I'm happy to run other with other debug settings to figure out what's going on, just don;t know which ones would be best.

Brecht Van Lommel (brecht) changed the task status from Needs Information from User to Confirmed.EditedThu, May 14, 12:23 AM

I just upgraded to Ubuntu 20.04 and I'm finding the same issue. System specs:

  • Linux 5.4.0-29-generic x86_64
  • AMD Ryzen Threadripper 2990WX 32-Core Processor
  • Quadro RTX 5000, with all these driver versions
    • 440.64 (the default Ubuntu drivers, package version 440.82+really.440.64)
    • 440.59 (manually installed)
    • 440.82 (manually installed)

cuCtxCreate / cuGLCtxCreate and cuCtxDestroy are functions that take a long time, about 2s here. Running with perf shows nv_alloc_pages and nv_free_pages in the NVIDIA driver are taking a lot of time.

Since there is a function named on_each_cpu in this call stack, perhaps the CPU having 32 cores may make it worse?

I can reproduce a similar hang in the CUDA samples, for example simpleDrvRuntime and cuSolverSp_LinearSolver. They also freeze the entire screen for about 2s.

So I think this is an issue in the NVIDIA driver and/or Linux kernel. I'm quite sure I didn't have this issue on Ubuntu 18.04 with driver version 440.59.

Alaska (Alaska) added a comment.EditedThu, May 14, 12:56 AM

@Brecht Van Lommel (brecht) It's possibly the kernel. Testing with POP!_OS 20.04 (Based on Ubuntu 20.04) I'm not experiencing this issue.
Kernel version: Linux-5.4.0-7626-generic-x86_64-with-debian-bullseye-sid 64 Bits
GPU: GTX 1050Ti with driver 440.82
CPU: 12 core Ryzen 9 3900X (Locked to a fixed frequency if that makes a difference)
RAM: 32GB

The only "hitch" I see when changing to Cycles rendered mode is a split second hitch as the BVH and initial samples are rendered. It's no where near the two seconds you're describing.

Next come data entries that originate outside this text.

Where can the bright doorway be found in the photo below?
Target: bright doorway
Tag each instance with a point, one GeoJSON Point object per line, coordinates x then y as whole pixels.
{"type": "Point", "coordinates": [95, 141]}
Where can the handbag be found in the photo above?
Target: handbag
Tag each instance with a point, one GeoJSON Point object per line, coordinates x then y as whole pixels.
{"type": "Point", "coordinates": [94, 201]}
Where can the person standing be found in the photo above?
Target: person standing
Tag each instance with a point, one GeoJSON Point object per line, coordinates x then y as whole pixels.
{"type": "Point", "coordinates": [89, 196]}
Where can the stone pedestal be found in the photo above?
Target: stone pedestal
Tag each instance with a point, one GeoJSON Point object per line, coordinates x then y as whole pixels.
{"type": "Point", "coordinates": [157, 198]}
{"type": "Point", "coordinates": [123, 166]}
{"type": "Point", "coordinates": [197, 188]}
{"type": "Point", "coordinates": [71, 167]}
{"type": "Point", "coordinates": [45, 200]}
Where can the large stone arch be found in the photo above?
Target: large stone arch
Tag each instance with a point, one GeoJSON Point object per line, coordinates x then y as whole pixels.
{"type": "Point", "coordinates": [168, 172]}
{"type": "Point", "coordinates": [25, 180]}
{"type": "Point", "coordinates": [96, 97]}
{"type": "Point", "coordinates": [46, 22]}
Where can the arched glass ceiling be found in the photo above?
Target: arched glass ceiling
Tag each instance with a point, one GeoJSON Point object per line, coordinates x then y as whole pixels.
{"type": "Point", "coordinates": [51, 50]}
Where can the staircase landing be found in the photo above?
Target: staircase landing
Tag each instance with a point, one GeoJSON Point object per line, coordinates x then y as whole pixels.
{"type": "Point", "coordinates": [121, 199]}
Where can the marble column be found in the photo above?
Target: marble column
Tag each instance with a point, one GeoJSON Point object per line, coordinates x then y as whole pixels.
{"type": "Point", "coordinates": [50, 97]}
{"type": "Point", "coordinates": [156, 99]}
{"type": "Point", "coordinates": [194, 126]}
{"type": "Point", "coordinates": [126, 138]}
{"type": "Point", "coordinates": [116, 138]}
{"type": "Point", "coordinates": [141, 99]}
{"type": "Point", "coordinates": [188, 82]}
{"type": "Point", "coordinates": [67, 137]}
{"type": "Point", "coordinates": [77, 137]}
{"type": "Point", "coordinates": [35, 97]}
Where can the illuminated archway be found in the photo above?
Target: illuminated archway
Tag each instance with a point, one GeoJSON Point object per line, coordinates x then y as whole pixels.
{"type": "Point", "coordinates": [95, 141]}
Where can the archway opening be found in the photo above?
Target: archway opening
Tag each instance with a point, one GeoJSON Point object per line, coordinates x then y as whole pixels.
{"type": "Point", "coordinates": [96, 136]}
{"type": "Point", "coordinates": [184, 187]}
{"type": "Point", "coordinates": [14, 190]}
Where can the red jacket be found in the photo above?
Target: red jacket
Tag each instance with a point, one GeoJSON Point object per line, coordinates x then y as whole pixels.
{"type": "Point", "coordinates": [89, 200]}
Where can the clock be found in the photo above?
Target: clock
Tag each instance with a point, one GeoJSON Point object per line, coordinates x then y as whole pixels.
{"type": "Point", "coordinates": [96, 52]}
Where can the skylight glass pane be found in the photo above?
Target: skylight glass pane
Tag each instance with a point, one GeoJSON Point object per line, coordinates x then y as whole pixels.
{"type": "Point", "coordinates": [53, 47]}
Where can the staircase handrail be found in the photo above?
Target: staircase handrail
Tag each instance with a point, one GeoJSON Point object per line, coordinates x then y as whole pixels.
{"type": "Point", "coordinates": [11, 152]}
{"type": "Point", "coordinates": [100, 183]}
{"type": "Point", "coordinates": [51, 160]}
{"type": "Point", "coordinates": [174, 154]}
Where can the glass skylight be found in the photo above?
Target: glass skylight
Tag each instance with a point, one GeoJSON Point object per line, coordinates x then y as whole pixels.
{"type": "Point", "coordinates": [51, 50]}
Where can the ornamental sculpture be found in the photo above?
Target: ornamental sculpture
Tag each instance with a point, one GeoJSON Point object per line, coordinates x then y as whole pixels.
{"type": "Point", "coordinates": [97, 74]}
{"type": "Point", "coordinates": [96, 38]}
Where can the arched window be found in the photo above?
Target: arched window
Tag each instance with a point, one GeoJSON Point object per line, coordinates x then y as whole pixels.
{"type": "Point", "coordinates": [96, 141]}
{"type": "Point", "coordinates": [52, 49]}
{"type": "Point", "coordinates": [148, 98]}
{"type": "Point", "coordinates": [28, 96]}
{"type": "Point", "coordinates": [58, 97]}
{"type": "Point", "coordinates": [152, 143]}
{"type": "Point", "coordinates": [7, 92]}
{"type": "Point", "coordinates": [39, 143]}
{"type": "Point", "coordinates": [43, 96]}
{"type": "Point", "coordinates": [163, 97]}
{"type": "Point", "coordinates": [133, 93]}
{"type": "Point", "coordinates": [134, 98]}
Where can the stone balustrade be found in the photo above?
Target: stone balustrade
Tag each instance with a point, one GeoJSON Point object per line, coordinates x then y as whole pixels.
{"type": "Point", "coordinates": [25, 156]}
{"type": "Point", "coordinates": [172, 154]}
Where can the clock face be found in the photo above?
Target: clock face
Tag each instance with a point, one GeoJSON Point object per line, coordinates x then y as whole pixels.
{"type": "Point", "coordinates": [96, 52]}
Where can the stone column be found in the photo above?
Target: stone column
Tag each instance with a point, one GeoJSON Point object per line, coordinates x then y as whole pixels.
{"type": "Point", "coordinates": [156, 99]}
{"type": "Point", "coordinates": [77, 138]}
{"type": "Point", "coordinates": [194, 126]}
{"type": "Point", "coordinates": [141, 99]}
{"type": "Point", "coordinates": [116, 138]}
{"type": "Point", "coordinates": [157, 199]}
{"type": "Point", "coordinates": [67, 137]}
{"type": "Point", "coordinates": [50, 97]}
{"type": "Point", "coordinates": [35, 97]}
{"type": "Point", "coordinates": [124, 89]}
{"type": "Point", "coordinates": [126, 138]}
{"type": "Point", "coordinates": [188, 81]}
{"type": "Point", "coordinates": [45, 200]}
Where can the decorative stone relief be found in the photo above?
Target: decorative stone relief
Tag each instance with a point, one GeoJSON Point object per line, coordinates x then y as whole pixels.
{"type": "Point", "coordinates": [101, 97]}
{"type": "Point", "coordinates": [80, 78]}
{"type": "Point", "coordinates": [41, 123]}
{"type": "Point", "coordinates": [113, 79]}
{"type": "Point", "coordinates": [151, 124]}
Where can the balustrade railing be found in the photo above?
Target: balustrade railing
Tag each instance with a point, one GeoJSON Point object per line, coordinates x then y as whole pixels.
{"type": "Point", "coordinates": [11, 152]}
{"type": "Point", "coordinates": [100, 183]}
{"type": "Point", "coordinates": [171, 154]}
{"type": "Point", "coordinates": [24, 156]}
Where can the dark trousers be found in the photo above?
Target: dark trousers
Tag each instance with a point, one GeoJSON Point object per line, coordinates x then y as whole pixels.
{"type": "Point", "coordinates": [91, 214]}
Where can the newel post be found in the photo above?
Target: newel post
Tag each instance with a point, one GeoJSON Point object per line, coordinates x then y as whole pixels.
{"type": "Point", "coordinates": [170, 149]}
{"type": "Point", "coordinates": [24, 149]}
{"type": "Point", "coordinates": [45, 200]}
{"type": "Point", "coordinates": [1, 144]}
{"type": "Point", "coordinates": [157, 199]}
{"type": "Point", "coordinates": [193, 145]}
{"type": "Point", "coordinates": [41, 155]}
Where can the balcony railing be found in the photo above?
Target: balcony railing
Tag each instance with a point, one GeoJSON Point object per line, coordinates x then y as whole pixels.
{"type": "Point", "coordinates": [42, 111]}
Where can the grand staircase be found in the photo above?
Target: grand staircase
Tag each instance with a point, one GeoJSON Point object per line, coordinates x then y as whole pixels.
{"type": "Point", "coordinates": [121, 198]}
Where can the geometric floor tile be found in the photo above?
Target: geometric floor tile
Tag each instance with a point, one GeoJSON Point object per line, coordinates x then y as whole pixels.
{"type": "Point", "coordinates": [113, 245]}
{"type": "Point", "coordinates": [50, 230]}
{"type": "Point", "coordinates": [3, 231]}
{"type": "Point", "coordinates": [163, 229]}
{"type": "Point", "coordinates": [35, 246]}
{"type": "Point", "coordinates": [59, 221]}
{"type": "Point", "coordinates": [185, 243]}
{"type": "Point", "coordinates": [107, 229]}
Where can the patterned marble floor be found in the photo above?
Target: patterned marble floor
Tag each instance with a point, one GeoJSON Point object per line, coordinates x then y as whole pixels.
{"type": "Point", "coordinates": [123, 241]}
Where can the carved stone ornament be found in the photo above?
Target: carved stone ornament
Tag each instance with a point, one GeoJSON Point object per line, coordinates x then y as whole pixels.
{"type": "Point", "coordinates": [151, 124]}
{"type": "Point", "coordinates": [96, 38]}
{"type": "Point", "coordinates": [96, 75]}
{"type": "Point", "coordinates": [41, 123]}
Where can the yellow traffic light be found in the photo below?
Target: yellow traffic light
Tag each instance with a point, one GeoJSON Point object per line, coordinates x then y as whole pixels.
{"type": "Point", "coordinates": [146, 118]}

Brecht Van Lommel (brecht) changed the subtype of this task from "Report" to "Bug".Thu, May 14, 1:21 AM

The fix for this will likely not be in Blender, but keeping the report open for tracking the status.

For reference, I'm running a 1st gen Threadripper CPU with 16 cores, which might be why we're experiencing similar behavior.
I'll try the same on Pop_OS and see it it persists, so we can get some more info, although with it being based on Ubuntu I'm not expecting massively different results.

Did some additional testing with different linux distros to complete the picture.
Same results occur with Pop!_OS, Solus & Fedora 32, all using Nvidia driver version 440.82, with the same hardware as the original report.
At least we know it's not something OS specific, might even be hardware related.

If there's anything else I can test, just let me know, happy to help figure it all out.